What happens when the Federal Reserve brings researchers together from across the nation for a Community Affairs Research Conference? As attendees learned recently, you get solid research presentations plus a call to make the research relevant. Papers, presentations, and discussions on topics such as the impacts and use of foreclosure prevention counseling, shared equity homeownership, LIHTC, credit scores, loan modification, and fringe financial services can only inform policy discussions if researchers learn how to communicate them outside of academic circles. Talking to other people living inside the ivory tower (or the research cocoon if your home base lacks a tower) about methodologies and regressions is not going to turn current research consensus into new policies being implemented or existing policies adapted or maintained.
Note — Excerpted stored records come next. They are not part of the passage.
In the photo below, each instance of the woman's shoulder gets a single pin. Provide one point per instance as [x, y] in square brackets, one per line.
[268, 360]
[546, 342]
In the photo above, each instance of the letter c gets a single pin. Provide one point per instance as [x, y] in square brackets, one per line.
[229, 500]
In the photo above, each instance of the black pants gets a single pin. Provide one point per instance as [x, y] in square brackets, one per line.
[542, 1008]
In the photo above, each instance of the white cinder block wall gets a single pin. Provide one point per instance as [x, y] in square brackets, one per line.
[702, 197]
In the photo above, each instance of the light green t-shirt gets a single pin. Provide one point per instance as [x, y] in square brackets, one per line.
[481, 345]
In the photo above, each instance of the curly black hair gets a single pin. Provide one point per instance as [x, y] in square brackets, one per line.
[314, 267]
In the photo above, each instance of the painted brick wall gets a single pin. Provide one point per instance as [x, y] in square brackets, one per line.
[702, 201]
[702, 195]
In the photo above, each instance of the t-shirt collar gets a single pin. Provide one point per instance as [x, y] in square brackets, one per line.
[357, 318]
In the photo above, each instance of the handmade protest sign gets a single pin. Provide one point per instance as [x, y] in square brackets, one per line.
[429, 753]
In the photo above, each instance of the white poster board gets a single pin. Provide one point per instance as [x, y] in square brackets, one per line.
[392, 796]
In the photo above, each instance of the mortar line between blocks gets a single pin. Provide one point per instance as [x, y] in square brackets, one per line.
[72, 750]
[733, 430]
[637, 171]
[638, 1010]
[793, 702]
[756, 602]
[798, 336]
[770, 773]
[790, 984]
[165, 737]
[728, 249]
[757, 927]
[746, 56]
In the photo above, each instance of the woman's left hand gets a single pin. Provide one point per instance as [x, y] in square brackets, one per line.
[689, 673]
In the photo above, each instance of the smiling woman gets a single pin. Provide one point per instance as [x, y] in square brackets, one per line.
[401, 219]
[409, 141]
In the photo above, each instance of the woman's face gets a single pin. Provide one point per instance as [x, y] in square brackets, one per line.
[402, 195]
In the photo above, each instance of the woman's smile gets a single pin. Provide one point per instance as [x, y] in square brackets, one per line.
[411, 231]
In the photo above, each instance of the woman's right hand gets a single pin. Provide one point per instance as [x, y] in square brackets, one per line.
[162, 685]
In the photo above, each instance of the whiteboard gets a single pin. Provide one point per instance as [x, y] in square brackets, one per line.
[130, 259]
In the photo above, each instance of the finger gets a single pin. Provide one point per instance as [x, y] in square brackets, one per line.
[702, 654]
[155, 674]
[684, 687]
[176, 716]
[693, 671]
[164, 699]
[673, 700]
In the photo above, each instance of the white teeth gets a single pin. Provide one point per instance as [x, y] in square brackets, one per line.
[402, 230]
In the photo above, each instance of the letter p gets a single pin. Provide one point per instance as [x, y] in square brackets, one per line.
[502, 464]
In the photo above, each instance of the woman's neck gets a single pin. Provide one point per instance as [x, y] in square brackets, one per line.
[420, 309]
The Community Development staff at the Federal Reserve is emerging from the research cocoon with a series of videos highlighting neighborhood stabilization approaches in Cleveland, Phoenix, and Detroit. The Cleveland video highlights the area’s use of data to inform their stabilization efforts. The Phoenix video talks about the use of public-private partnerships to bring Realtors in as part of the neighborhood stabilization solution. The video about Detroit shows how the city is bringing community leaders together to think about strategic use of resources when blight is so widespread.
The big challenge for the housing research community is to communicate the findings of rigorous studies as clearly as the Fed can now showcase strong practices from the field.